It’s so easy to ignore clients. If you have hundreds, it’s easy for someone to get lost in the sauce. If you’ve embraced fee based business, the advisor is being paid regardless. What started as “Paying advisors for doing the right thing” (staying in touch) became “I never need to speak to that guy again!” These can be catalysts for losing clients.
Most people (possibly excepting professional wrestlers) avoid confrontation. Clients don’t put you on probation. They just vanish. The account transfers out.
The Case for Few (or Many) Clients
Years ago, the “smaller is better” strategy emerged. You can do more business if you work with fewer, larger clients. The logic was simple. You got to know them better. You increased share of wallet by introducing non-traditional products like insurance and lending. They gradually consolidated assets with you. Their friends became clients. You sold up and down the family tree.
Not everyone signed on. Advisors in the “many” camp didn’t want to give away accounts without being compensated. They felt every small account had the change of being the next Powerball winner. They rationalized the trailers added up. “If they need my help, they will call.” They forgot the rule; “If a problem develops in a client account and it’s under your production number, you own the problem.” Most advisors know an urban legend about someone’s client having bought a stock at $20.00 and riding it down to $2.00 without a call from their advisor.
What are the Warning Signs?
Lack of contact is usually top of the list for why clients leave. But what are the more visible signs?
- They don’t return calls. How am I supposed to provide advice if they won’t even speak to me?
- Ignoring your advice. Portfolios usually require constant rebalancing. In a fee based account, no transaction fees apply. You are paying attention. Problems develop when clients ignore your advice and refuse to take action.
- Adding an intermediary. This can be the kiss of death. An older client introduces a nephew into the picture. They must approve all the advice you provide before they will take action. Sometimes, it’s the client’s accountant.
- The serial complainer. They get upset over the smallest stuff! They can’t find a dividend payment on their statement. Their statement didn’t arrive. They can’t get you on the phone when they call at odd times.
- Silent but deadly. Ever have an account where everything goes wrong? If one e-mail vanishes into hyperspace, it’s theirs. If one stock declines the day after you bought it, it’s theirs. If one phone message gets lost, it’s theirs. Amazingly, they don’t get upset. They are calm. They are establishing distance.
- The dollar watcher. You call to provide good service, but they say: “OK, what do you want me to buy now?” You suggest rebalancing “What’s this going to cost me?”
- The spouse can’t stand you.
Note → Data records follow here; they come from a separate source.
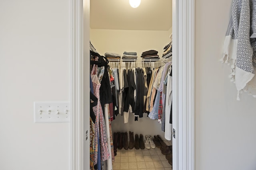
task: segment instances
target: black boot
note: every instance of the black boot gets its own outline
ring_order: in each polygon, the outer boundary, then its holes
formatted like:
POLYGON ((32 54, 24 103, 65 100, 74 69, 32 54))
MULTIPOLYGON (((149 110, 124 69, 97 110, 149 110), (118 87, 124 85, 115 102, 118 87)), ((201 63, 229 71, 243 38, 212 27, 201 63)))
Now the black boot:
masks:
POLYGON ((138 134, 135 135, 135 141, 134 141, 134 148, 136 149, 140 149, 140 143, 139 142, 139 136, 138 134))
POLYGON ((140 139, 139 140, 140 143, 140 147, 142 149, 145 149, 145 143, 144 143, 144 138, 142 134, 140 135, 140 139))
POLYGON ((116 155, 116 151, 117 151, 117 146, 118 146, 118 139, 119 139, 119 133, 114 133, 114 155, 116 155))
POLYGON ((118 148, 119 150, 121 150, 123 148, 123 137, 124 136, 124 133, 118 132, 119 133, 119 138, 118 139, 118 148))
POLYGON ((130 141, 129 143, 129 148, 132 149, 134 147, 134 139, 133 137, 133 132, 129 132, 130 141))
POLYGON ((127 132, 124 133, 124 148, 125 150, 129 149, 129 145, 128 145, 128 134, 127 132))

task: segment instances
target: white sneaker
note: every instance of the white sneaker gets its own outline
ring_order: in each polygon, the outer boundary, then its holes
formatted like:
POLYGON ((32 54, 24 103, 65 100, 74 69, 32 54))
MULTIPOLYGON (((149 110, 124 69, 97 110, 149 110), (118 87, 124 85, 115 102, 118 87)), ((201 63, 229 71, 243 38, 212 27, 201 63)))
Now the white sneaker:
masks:
POLYGON ((146 135, 145 136, 145 147, 148 149, 150 149, 150 144, 149 138, 149 137, 148 137, 148 136, 146 135))
POLYGON ((148 137, 148 141, 149 141, 149 144, 151 148, 153 149, 156 148, 156 145, 153 141, 153 138, 150 135, 149 135, 148 137))

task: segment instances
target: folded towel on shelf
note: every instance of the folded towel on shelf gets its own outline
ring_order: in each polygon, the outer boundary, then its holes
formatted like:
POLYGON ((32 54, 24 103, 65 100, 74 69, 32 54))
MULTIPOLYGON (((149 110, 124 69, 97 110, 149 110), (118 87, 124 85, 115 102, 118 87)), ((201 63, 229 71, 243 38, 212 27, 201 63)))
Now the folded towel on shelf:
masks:
POLYGON ((123 56, 123 57, 122 58, 122 59, 137 59, 137 57, 126 57, 126 56, 123 56))
POLYGON ((121 57, 107 57, 107 59, 121 59, 121 57))
POLYGON ((137 55, 128 55, 126 54, 124 54, 123 55, 123 57, 136 57, 137 58, 138 56, 137 55))
POLYGON ((121 57, 120 55, 119 54, 117 54, 114 53, 107 52, 107 53, 105 53, 104 55, 105 55, 106 57, 121 57))
POLYGON ((172 51, 170 51, 170 53, 168 53, 168 54, 166 54, 165 55, 163 55, 163 57, 162 57, 162 58, 164 58, 164 59, 166 59, 167 58, 170 58, 170 57, 172 57, 172 51))
POLYGON ((137 53, 136 52, 126 52, 124 51, 124 54, 126 55, 137 55, 137 53))
POLYGON ((158 56, 151 56, 151 57, 143 57, 142 59, 160 59, 159 57, 158 56))
POLYGON ((156 50, 151 50, 148 51, 144 51, 142 53, 141 55, 141 57, 144 57, 147 55, 157 55, 158 52, 156 50))
POLYGON ((150 58, 150 57, 159 57, 158 55, 147 55, 145 56, 143 56, 142 58, 150 58))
You have a primary contact person in the relationship. You treat their spouse as a secretary or even worse, voicemail. They might have a picture of you on their dartboard. You detect the frosty tone in their voice.
What Can You Do?
It’s tempting to say: “Life is too short. I can do without them.” They might have been a good client once. This might be a radical change in behavior. You care about these people. Make the effort.
- Initiate a face to face meeting. Not Skype. We are going old school, sitting across from each other. It might be over dinner at a restaurant. You might visit them at their home. You want them to be as comfortable as possible. A Boston advisor led off with the comment: “Things haven’t been good lately.” Someone nearby might yell “Incoming” because a barrage of angry complaints often follows. They need to get everything off their chest. As their advisor, you are in a difficult position. You don’t want to admit guilt for something you haven’t done. (They might be recording this. Who knows?) However, you don’t want to refute points as they make them, either. That’s called arguing. It’s important to see things from their point of view. A good strategy is to wait until the storm subsides, relate to their frustration and make your points. It’s important to bear in mind that when you make recommendations, you have two points of data: Where things were and where they are now. When they are complaining, they have a third data point. Where things moved to. Your recommendations are based on information available at the time.
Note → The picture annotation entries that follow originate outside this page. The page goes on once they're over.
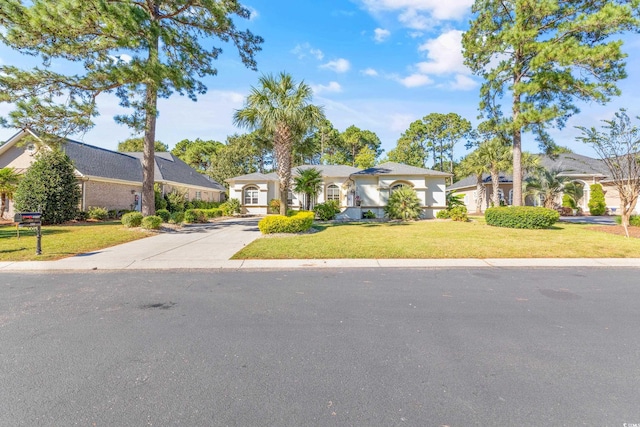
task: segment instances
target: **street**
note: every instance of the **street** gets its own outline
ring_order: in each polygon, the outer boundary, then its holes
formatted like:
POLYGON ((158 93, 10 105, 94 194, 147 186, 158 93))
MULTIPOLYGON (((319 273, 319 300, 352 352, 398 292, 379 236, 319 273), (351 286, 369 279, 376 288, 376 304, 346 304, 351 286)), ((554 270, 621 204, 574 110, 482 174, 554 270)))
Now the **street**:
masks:
POLYGON ((640 273, 0 275, 1 426, 640 423, 640 273))

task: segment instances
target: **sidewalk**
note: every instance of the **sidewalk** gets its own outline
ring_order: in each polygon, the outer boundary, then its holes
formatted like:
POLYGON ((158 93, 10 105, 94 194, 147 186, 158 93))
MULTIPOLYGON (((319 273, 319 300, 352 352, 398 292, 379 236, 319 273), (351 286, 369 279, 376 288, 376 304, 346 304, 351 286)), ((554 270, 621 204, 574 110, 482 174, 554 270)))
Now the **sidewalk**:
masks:
POLYGON ((229 259, 244 246, 260 237, 258 220, 259 218, 237 218, 206 225, 187 226, 180 232, 163 233, 57 261, 0 262, 0 272, 300 268, 640 268, 640 258, 229 259))

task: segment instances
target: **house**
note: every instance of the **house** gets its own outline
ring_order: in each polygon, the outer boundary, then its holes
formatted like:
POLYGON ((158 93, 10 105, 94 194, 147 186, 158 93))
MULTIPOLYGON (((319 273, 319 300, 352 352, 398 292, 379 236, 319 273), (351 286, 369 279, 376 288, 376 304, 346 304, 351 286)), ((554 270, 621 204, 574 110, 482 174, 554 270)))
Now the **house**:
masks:
MULTIPOLYGON (((602 160, 583 156, 575 153, 563 153, 557 157, 540 156, 540 165, 547 170, 559 170, 559 176, 568 177, 571 182, 576 182, 583 186, 583 196, 578 200, 578 207, 583 212, 589 212, 590 186, 599 183, 605 193, 605 203, 610 212, 616 212, 620 207, 618 190, 609 177, 609 170, 602 160)), ((491 176, 482 176, 484 186, 484 197, 482 211, 491 206, 491 196, 493 194, 493 184, 491 176)), ((477 186, 476 178, 468 176, 451 185, 448 190, 455 191, 456 194, 464 196, 464 203, 470 212, 476 211, 477 186)), ((510 174, 500 172, 498 195, 501 202, 506 205, 513 204, 513 177, 510 174)), ((555 201, 557 205, 562 204, 562 195, 555 201)), ((540 197, 528 195, 525 197, 525 205, 540 206, 543 200, 540 197)))
MULTIPOLYGON (((304 165, 293 168, 292 176, 298 175, 298 169, 309 168, 320 170, 322 175, 321 189, 312 206, 335 200, 342 211, 339 218, 361 219, 367 211, 381 218, 389 196, 401 186, 416 190, 424 218, 435 218, 439 210, 446 208, 445 179, 451 176, 449 173, 388 162, 365 170, 344 165, 304 165)), ((279 199, 275 172, 242 175, 227 182, 229 197, 240 200, 243 213, 265 215, 269 201, 279 199)), ((304 197, 290 191, 289 205, 294 209, 304 207, 304 197)))
MULTIPOLYGON (((0 145, 0 168, 12 167, 18 173, 24 173, 39 150, 49 149, 33 140, 22 141, 27 136, 39 140, 27 129, 0 145)), ((142 153, 120 153, 70 139, 64 140, 61 149, 75 166, 82 190, 80 210, 89 207, 140 210, 142 153)), ((156 153, 155 163, 155 182, 161 185, 163 194, 176 189, 185 193, 189 200, 224 200, 224 186, 198 173, 171 153, 156 153)), ((7 203, 7 210, 12 216, 11 201, 7 203)))

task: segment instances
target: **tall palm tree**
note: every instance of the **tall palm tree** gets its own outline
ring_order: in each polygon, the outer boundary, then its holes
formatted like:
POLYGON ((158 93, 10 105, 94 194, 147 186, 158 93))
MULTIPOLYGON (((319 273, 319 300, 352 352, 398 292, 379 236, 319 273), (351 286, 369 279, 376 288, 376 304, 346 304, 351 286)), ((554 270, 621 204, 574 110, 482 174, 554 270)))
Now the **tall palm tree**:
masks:
POLYGON ((260 87, 252 87, 245 106, 233 115, 236 125, 262 129, 273 137, 278 179, 280 181, 280 214, 287 212, 287 194, 291 182, 293 146, 324 118, 321 107, 311 104, 313 91, 291 75, 280 73, 260 77, 260 87))
POLYGON ((0 169, 0 218, 4 218, 6 200, 13 198, 13 193, 18 188, 20 175, 13 168, 0 169))
POLYGON ((484 202, 485 185, 482 176, 489 173, 489 167, 480 156, 478 150, 469 153, 458 165, 459 176, 473 175, 476 179, 476 214, 482 214, 482 203, 484 202))
POLYGON ((293 191, 304 194, 304 208, 311 210, 311 200, 318 195, 322 187, 322 172, 316 168, 300 169, 293 177, 293 191))
POLYGON ((504 145, 499 138, 493 138, 483 142, 476 149, 481 162, 484 162, 489 168, 491 174, 491 186, 493 187, 493 194, 491 201, 494 206, 500 206, 500 172, 506 172, 511 169, 512 152, 511 148, 504 145))
POLYGON ((543 206, 554 209, 556 199, 562 194, 565 183, 569 181, 569 178, 559 175, 560 172, 562 171, 556 168, 542 169, 537 175, 527 179, 527 193, 534 196, 542 195, 543 206))

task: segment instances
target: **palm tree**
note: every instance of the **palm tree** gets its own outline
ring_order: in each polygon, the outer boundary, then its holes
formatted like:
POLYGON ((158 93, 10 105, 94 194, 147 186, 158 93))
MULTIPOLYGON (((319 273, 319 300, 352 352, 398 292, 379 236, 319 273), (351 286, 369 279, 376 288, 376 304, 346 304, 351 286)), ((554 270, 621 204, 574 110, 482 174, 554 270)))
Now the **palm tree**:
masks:
POLYGON ((493 187, 493 195, 491 201, 494 206, 500 206, 500 172, 506 172, 513 165, 511 148, 504 145, 499 138, 493 138, 483 142, 476 149, 480 161, 483 162, 491 174, 491 185, 493 187))
POLYGON ((318 195, 321 187, 321 171, 316 168, 298 168, 298 176, 293 178, 293 191, 304 194, 305 210, 311 210, 311 200, 318 195))
POLYGON ((482 214, 485 185, 482 176, 489 173, 489 167, 483 161, 478 150, 469 153, 458 165, 459 176, 473 175, 476 178, 476 214, 482 214))
POLYGON ((543 206, 545 208, 554 209, 556 199, 560 194, 569 178, 559 175, 560 169, 553 168, 551 170, 542 169, 536 175, 526 180, 527 193, 534 196, 543 196, 543 206))
POLYGON ((13 198, 13 193, 18 188, 20 175, 13 168, 0 169, 0 218, 4 218, 6 200, 13 198))
POLYGON ((303 135, 324 119, 321 107, 311 104, 313 91, 296 84, 287 73, 260 77, 260 88, 251 88, 245 106, 233 115, 236 125, 262 129, 273 137, 278 179, 280 214, 287 212, 287 194, 291 182, 291 153, 303 135))

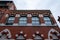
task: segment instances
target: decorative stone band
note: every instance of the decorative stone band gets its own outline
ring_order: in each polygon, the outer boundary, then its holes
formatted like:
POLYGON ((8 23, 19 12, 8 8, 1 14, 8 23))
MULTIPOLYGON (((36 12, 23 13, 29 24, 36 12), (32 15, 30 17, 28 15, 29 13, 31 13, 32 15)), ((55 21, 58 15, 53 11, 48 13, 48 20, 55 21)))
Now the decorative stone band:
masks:
POLYGON ((31 23, 28 23, 27 26, 32 26, 32 24, 31 23))
POLYGON ((4 26, 5 24, 4 23, 0 23, 0 26, 4 26))
POLYGON ((20 14, 16 14, 16 16, 15 17, 20 17, 20 14))
POLYGON ((0 1, 12 1, 12 0, 0 0, 0 1))
POLYGON ((32 17, 32 15, 31 14, 27 14, 27 17, 32 17))
POLYGON ((18 23, 14 23, 13 26, 18 26, 18 23))
POLYGON ((6 15, 5 15, 5 17, 9 17, 9 15, 8 15, 8 14, 6 14, 6 15))
POLYGON ((43 15, 42 14, 39 14, 39 17, 43 17, 43 15))
POLYGON ((42 23, 41 26, 46 26, 46 24, 45 23, 42 23))

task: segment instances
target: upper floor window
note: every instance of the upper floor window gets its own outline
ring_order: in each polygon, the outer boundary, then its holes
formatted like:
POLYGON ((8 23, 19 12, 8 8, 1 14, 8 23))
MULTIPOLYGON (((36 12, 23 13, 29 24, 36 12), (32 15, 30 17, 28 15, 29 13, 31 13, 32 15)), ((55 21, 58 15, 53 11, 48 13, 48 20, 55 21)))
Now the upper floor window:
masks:
POLYGON ((50 19, 49 16, 44 16, 44 21, 45 21, 45 24, 46 24, 46 25, 52 25, 51 19, 50 19))
POLYGON ((36 35, 36 36, 34 37, 34 40, 42 40, 42 37, 41 37, 40 35, 36 35))
POLYGON ((24 26, 27 24, 27 17, 26 16, 21 16, 19 18, 19 25, 24 26))
POLYGON ((15 20, 14 16, 9 16, 9 18, 7 19, 6 25, 13 25, 14 20, 15 20))
POLYGON ((0 19, 2 18, 2 16, 3 16, 3 13, 0 11, 0 19))
POLYGON ((20 34, 20 35, 16 38, 16 40, 25 40, 25 37, 20 34))
POLYGON ((32 16, 32 25, 39 25, 39 18, 37 16, 32 16))

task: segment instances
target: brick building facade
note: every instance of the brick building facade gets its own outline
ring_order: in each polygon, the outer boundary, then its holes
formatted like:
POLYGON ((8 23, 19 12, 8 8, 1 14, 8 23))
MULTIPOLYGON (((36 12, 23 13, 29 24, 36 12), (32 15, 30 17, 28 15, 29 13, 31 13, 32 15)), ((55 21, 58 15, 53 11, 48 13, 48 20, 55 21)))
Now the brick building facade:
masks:
POLYGON ((0 5, 0 39, 60 39, 59 27, 50 10, 16 10, 13 1, 0 2, 12 4, 11 6, 13 6, 10 8, 9 5, 8 8, 6 8, 0 5))

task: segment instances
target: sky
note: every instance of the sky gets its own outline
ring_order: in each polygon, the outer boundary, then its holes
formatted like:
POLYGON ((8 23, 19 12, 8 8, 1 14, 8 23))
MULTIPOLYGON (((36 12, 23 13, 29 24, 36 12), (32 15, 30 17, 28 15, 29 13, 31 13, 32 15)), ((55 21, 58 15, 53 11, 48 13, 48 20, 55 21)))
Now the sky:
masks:
POLYGON ((50 10, 57 21, 60 16, 60 0, 13 0, 17 10, 50 10))

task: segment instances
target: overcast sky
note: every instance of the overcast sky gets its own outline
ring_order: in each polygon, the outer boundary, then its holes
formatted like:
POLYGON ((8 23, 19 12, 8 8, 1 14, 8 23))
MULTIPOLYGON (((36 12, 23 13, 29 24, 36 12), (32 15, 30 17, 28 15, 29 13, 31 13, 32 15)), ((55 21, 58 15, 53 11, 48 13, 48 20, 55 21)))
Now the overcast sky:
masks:
MULTIPOLYGON (((51 10, 57 21, 60 16, 60 0, 13 0, 17 10, 51 10)), ((60 23, 57 21, 60 26, 60 23)))

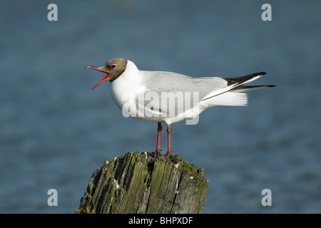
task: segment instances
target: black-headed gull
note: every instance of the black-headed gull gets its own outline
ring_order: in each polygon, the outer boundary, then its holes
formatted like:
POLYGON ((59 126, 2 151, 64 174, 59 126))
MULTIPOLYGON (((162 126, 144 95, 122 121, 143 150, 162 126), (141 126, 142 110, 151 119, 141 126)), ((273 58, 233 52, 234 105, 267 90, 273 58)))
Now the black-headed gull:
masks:
POLYGON ((215 105, 246 105, 247 95, 240 92, 275 86, 243 86, 265 72, 234 78, 192 78, 172 72, 140 71, 132 61, 121 58, 101 67, 86 68, 106 73, 92 89, 109 81, 111 96, 125 116, 158 123, 156 150, 148 153, 151 156, 161 151, 161 122, 168 126, 168 151, 164 156, 169 156, 173 152, 171 123, 195 120, 204 110, 215 105))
You haven’t turned yourself into a punching bag because you enjoy it. You want to save the relationship. Now’s the time to say: “How can we move forward together?” It’s very difficult for the client to say: “We can’t” after you initiated the meeting and withstood their onslaught. Things might be tender going forward, but hopefully you saved the relationship.
- Communicate through different channels. They think you are always selling every time you call. They don’t return calls. You have plenty of other communication tools in your toolbox. Send along your newsletter. It might be online or in print. Send a letter. Send educational material. Try e-mail. If they see you are educating them and paying attention to the relationship, they may soften up.
- Meet that spouse. Spouses can swing or break deals. They can work against you in the background. “I don’t know why you insist on working with her.” Take the battle to the home front. A Texas advisor calls when he knows the primary contact person won’t be home. He gets the spouse. He says: “We never met. We need to meet. Maybe I’m not the right advisor.” This initiates a visit to their home. The advisor conducts a thorough portfolio review, having researched almost anything they could ask about beforehand. Far more that 50% of the attention goes towards the angry spouse. The advisor is very respectful.
He wraps up with “Decisions should be based on information, not emotion. I will do my best to give you the best information that I can.”
Two strategies are active. The middle one is passive. They each fit for different scenarios. Would one work for a relationship you think is at risk?